Para quem só testemunhou, no Brasil e no mundo, o tiroteio em São Conrado no sábado dia 21, talvez fosse estimulante saber que, uma semana antes, 16 debutantes do Morro da Providência, no centro, comemoraram seus 15 anos com uma festa organizada por policiais da UPP. Beltrame esteve lá e ensaiou passos de valsa. Hoje, as moças das favelas pacificadas, em vez de disputar a atenção de bandidos, querem dançar com policiais, recém-formados pela Academia após dez meses de treinamento. A festa teve vestido bordado, tiara de strass, valsa com velas, fotos e emoção das mães. Já existe lista de espera de debutantes para 2011.

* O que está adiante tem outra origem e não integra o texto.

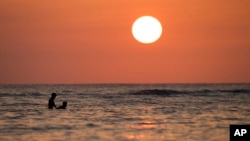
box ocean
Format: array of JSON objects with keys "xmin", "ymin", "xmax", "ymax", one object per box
[{"xmin": 0, "ymin": 84, "xmax": 250, "ymax": 141}]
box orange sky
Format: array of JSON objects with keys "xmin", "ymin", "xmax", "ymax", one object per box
[{"xmin": 0, "ymin": 0, "xmax": 250, "ymax": 84}]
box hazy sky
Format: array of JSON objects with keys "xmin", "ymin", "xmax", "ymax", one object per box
[{"xmin": 0, "ymin": 0, "xmax": 250, "ymax": 84}]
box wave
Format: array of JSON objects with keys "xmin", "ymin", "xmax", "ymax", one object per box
[{"xmin": 130, "ymin": 89, "xmax": 250, "ymax": 96}]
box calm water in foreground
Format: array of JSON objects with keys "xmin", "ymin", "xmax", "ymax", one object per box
[{"xmin": 0, "ymin": 84, "xmax": 250, "ymax": 141}]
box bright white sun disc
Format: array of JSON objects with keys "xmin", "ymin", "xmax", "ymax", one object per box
[{"xmin": 132, "ymin": 16, "xmax": 162, "ymax": 44}]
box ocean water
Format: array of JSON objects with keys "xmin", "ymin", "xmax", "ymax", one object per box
[{"xmin": 0, "ymin": 84, "xmax": 250, "ymax": 141}]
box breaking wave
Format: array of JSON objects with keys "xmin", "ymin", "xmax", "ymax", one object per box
[{"xmin": 130, "ymin": 89, "xmax": 250, "ymax": 96}]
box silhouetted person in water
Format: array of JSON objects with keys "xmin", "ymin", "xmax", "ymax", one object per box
[
  {"xmin": 57, "ymin": 101, "xmax": 67, "ymax": 109},
  {"xmin": 48, "ymin": 93, "xmax": 56, "ymax": 109}
]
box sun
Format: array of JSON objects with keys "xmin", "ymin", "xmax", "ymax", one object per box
[{"xmin": 132, "ymin": 16, "xmax": 162, "ymax": 44}]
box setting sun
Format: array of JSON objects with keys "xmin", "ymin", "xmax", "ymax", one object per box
[{"xmin": 132, "ymin": 16, "xmax": 162, "ymax": 44}]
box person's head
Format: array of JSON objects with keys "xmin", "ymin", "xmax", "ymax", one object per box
[
  {"xmin": 63, "ymin": 101, "xmax": 67, "ymax": 107},
  {"xmin": 51, "ymin": 93, "xmax": 57, "ymax": 98}
]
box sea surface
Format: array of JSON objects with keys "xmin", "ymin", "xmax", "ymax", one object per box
[{"xmin": 0, "ymin": 84, "xmax": 250, "ymax": 141}]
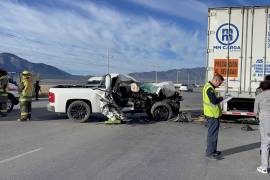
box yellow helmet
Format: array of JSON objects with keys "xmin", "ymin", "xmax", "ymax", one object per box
[{"xmin": 22, "ymin": 70, "xmax": 31, "ymax": 76}]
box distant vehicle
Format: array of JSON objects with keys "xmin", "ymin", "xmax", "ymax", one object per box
[
  {"xmin": 86, "ymin": 76, "xmax": 103, "ymax": 86},
  {"xmin": 179, "ymin": 84, "xmax": 193, "ymax": 92},
  {"xmin": 47, "ymin": 74, "xmax": 182, "ymax": 122}
]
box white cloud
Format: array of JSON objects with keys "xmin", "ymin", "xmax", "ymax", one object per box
[
  {"xmin": 129, "ymin": 0, "xmax": 208, "ymax": 24},
  {"xmin": 0, "ymin": 1, "xmax": 205, "ymax": 74}
]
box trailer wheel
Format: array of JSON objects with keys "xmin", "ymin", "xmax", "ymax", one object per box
[
  {"xmin": 67, "ymin": 100, "xmax": 91, "ymax": 123},
  {"xmin": 150, "ymin": 101, "xmax": 173, "ymax": 121}
]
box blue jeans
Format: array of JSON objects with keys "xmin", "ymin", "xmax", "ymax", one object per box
[{"xmin": 206, "ymin": 118, "xmax": 219, "ymax": 156}]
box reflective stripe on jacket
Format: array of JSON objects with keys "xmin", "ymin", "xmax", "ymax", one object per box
[
  {"xmin": 0, "ymin": 76, "xmax": 8, "ymax": 96},
  {"xmin": 203, "ymin": 82, "xmax": 222, "ymax": 118},
  {"xmin": 20, "ymin": 78, "xmax": 33, "ymax": 101}
]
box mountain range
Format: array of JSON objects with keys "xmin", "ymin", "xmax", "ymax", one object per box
[{"xmin": 0, "ymin": 53, "xmax": 205, "ymax": 83}]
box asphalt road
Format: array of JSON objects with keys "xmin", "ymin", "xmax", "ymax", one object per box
[{"xmin": 0, "ymin": 93, "xmax": 270, "ymax": 180}]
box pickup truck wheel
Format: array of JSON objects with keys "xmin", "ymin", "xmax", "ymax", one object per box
[
  {"xmin": 7, "ymin": 96, "xmax": 14, "ymax": 112},
  {"xmin": 67, "ymin": 101, "xmax": 91, "ymax": 122},
  {"xmin": 151, "ymin": 101, "xmax": 173, "ymax": 121}
]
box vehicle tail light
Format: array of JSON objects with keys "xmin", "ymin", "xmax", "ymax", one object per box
[{"xmin": 48, "ymin": 92, "xmax": 55, "ymax": 103}]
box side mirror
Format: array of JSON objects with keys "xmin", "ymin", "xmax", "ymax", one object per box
[{"xmin": 105, "ymin": 74, "xmax": 112, "ymax": 92}]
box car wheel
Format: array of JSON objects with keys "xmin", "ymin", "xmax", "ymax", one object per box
[
  {"xmin": 67, "ymin": 101, "xmax": 91, "ymax": 122},
  {"xmin": 7, "ymin": 96, "xmax": 14, "ymax": 112},
  {"xmin": 151, "ymin": 101, "xmax": 173, "ymax": 121}
]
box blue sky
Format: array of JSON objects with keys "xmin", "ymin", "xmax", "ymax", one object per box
[{"xmin": 0, "ymin": 0, "xmax": 270, "ymax": 75}]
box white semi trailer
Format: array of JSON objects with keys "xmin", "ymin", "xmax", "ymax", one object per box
[{"xmin": 206, "ymin": 7, "xmax": 270, "ymax": 116}]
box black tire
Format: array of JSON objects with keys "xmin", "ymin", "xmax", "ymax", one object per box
[
  {"xmin": 7, "ymin": 95, "xmax": 14, "ymax": 112},
  {"xmin": 150, "ymin": 101, "xmax": 173, "ymax": 121},
  {"xmin": 67, "ymin": 100, "xmax": 92, "ymax": 123}
]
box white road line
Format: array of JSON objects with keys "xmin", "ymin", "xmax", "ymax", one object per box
[{"xmin": 0, "ymin": 148, "xmax": 43, "ymax": 164}]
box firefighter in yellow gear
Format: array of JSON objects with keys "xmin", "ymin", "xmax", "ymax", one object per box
[
  {"xmin": 203, "ymin": 73, "xmax": 224, "ymax": 159},
  {"xmin": 0, "ymin": 69, "xmax": 8, "ymax": 117},
  {"xmin": 18, "ymin": 71, "xmax": 33, "ymax": 121}
]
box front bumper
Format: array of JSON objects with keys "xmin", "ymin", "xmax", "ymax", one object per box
[{"xmin": 47, "ymin": 104, "xmax": 55, "ymax": 112}]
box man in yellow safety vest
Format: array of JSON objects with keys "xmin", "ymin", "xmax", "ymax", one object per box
[
  {"xmin": 18, "ymin": 71, "xmax": 33, "ymax": 121},
  {"xmin": 203, "ymin": 74, "xmax": 224, "ymax": 159},
  {"xmin": 0, "ymin": 69, "xmax": 8, "ymax": 117}
]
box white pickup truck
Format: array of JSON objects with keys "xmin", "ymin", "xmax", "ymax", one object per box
[{"xmin": 47, "ymin": 74, "xmax": 182, "ymax": 122}]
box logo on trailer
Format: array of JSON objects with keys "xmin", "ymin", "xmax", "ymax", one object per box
[
  {"xmin": 213, "ymin": 23, "xmax": 241, "ymax": 51},
  {"xmin": 216, "ymin": 23, "xmax": 239, "ymax": 45}
]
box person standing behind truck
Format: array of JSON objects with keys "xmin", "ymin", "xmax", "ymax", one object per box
[
  {"xmin": 254, "ymin": 80, "xmax": 270, "ymax": 174},
  {"xmin": 255, "ymin": 74, "xmax": 270, "ymax": 96},
  {"xmin": 0, "ymin": 69, "xmax": 8, "ymax": 117},
  {"xmin": 17, "ymin": 71, "xmax": 33, "ymax": 121},
  {"xmin": 203, "ymin": 73, "xmax": 224, "ymax": 159},
  {"xmin": 34, "ymin": 81, "xmax": 41, "ymax": 101}
]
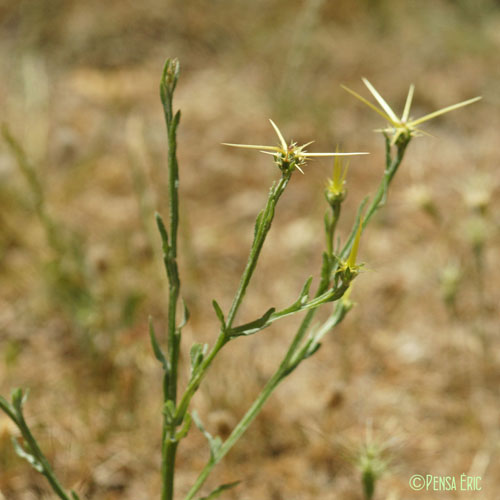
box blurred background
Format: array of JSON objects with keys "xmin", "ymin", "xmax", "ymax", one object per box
[{"xmin": 0, "ymin": 0, "xmax": 500, "ymax": 500}]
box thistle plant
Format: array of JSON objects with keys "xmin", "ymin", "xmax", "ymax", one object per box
[{"xmin": 0, "ymin": 59, "xmax": 477, "ymax": 500}]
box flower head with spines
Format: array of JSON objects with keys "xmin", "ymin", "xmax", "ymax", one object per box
[
  {"xmin": 342, "ymin": 78, "xmax": 482, "ymax": 145},
  {"xmin": 223, "ymin": 120, "xmax": 368, "ymax": 173}
]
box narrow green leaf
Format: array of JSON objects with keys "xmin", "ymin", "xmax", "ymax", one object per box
[
  {"xmin": 229, "ymin": 307, "xmax": 276, "ymax": 337},
  {"xmin": 149, "ymin": 316, "xmax": 168, "ymax": 371},
  {"xmin": 178, "ymin": 299, "xmax": 190, "ymax": 330},
  {"xmin": 189, "ymin": 344, "xmax": 208, "ymax": 376},
  {"xmin": 11, "ymin": 388, "xmax": 28, "ymax": 414},
  {"xmin": 155, "ymin": 212, "xmax": 170, "ymax": 254},
  {"xmin": 0, "ymin": 396, "xmax": 17, "ymax": 423},
  {"xmin": 163, "ymin": 399, "xmax": 175, "ymax": 424},
  {"xmin": 253, "ymin": 210, "xmax": 264, "ymax": 239},
  {"xmin": 12, "ymin": 437, "xmax": 43, "ymax": 472},
  {"xmin": 297, "ymin": 276, "xmax": 313, "ymax": 304},
  {"xmin": 212, "ymin": 299, "xmax": 226, "ymax": 330},
  {"xmin": 191, "ymin": 410, "xmax": 222, "ymax": 462},
  {"xmin": 175, "ymin": 413, "xmax": 192, "ymax": 441},
  {"xmin": 199, "ymin": 481, "xmax": 241, "ymax": 500}
]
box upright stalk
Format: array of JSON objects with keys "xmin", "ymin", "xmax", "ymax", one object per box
[{"xmin": 159, "ymin": 59, "xmax": 181, "ymax": 500}]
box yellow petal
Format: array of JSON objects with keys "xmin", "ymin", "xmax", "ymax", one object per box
[
  {"xmin": 341, "ymin": 85, "xmax": 397, "ymax": 126},
  {"xmin": 401, "ymin": 83, "xmax": 415, "ymax": 123},
  {"xmin": 362, "ymin": 78, "xmax": 399, "ymax": 123},
  {"xmin": 408, "ymin": 97, "xmax": 482, "ymax": 127},
  {"xmin": 269, "ymin": 119, "xmax": 288, "ymax": 151},
  {"xmin": 222, "ymin": 142, "xmax": 281, "ymax": 152}
]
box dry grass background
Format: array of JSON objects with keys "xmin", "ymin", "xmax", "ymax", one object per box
[{"xmin": 0, "ymin": 0, "xmax": 500, "ymax": 500}]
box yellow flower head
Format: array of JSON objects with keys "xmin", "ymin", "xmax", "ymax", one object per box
[
  {"xmin": 223, "ymin": 120, "xmax": 368, "ymax": 173},
  {"xmin": 342, "ymin": 78, "xmax": 481, "ymax": 145},
  {"xmin": 326, "ymin": 148, "xmax": 349, "ymax": 203}
]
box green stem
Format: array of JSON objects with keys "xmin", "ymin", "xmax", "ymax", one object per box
[
  {"xmin": 185, "ymin": 135, "xmax": 408, "ymax": 500},
  {"xmin": 226, "ymin": 172, "xmax": 291, "ymax": 329},
  {"xmin": 160, "ymin": 59, "xmax": 181, "ymax": 500},
  {"xmin": 175, "ymin": 172, "xmax": 291, "ymax": 422},
  {"xmin": 184, "ymin": 366, "xmax": 284, "ymax": 500}
]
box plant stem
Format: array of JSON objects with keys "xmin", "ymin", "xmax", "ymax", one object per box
[
  {"xmin": 226, "ymin": 172, "xmax": 291, "ymax": 329},
  {"xmin": 185, "ymin": 138, "xmax": 409, "ymax": 500},
  {"xmin": 184, "ymin": 366, "xmax": 285, "ymax": 500},
  {"xmin": 175, "ymin": 172, "xmax": 291, "ymax": 421},
  {"xmin": 16, "ymin": 412, "xmax": 71, "ymax": 500},
  {"xmin": 160, "ymin": 59, "xmax": 181, "ymax": 500}
]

No mesmo fim de semana, na Cidade de Deus, outra favela pacificada, policiais da UPP se reuniram com jovens moradores, em oficinas intensivas de audiovisual, DJ, grafite, break dance, basquete de rua, skate e rap. Dessa vez, o secretário de Segurança dançou break.
É natural que esses encontros festivos não virem manchete de jornal. Talvez nenhum dos leitores desta coluna conheça a recém-inaugurada biblioteca high-tec de Manguinhos, com 40 computadores, 25 mil livros, 900 DVDs, 5 televisões de plasma, 3 milhões de músicas em aparelhos de MP3. Essa “biblioteca parque”, inspirada nas colombianas, atende 16 comunidades da Zona Norte do Rio, com 100 mil habitantes.
A pacificação das favelas é uma revolução lenta e até agora bem-sucedida. Nesse bonde, sobe quem acredita

Uma revolução lenta está em curso. É o bonde da paz social. Sobe nele quem acredita. Como o economista Ricardo Henriques, de 50 anos, contratado para assumir os 197 programas das UPPs sociais. O que Henriques faz, como secretário de Assistência Social e Direitos Humanos, é contribuir para que a pacificação garanta o bem-estar da população carente. Ele entra aos poucos nas dez favelas já pacificadas no Rio.
“Tirar as armas e os territórios dos traficantes é a grande inovação, claro. Mas aí surgem as necessidades básicas”, diz Henriques. “Rua precisa ter nome, baile funk tem de respeitar horários de funcionamento. É preciso ter sinalização, regras de trânsito, saber onde jogar o lixo, a que horas descarregar mercadoria e como reduzir a informalidade na economia.”
Coisas simples que facilitam ou infernizam a vida dos moradores. Em três dias, na Cidade de Deus, 237 pequenas empresas foram formalizadas. Os grandes empresários começam a acreditar na integração.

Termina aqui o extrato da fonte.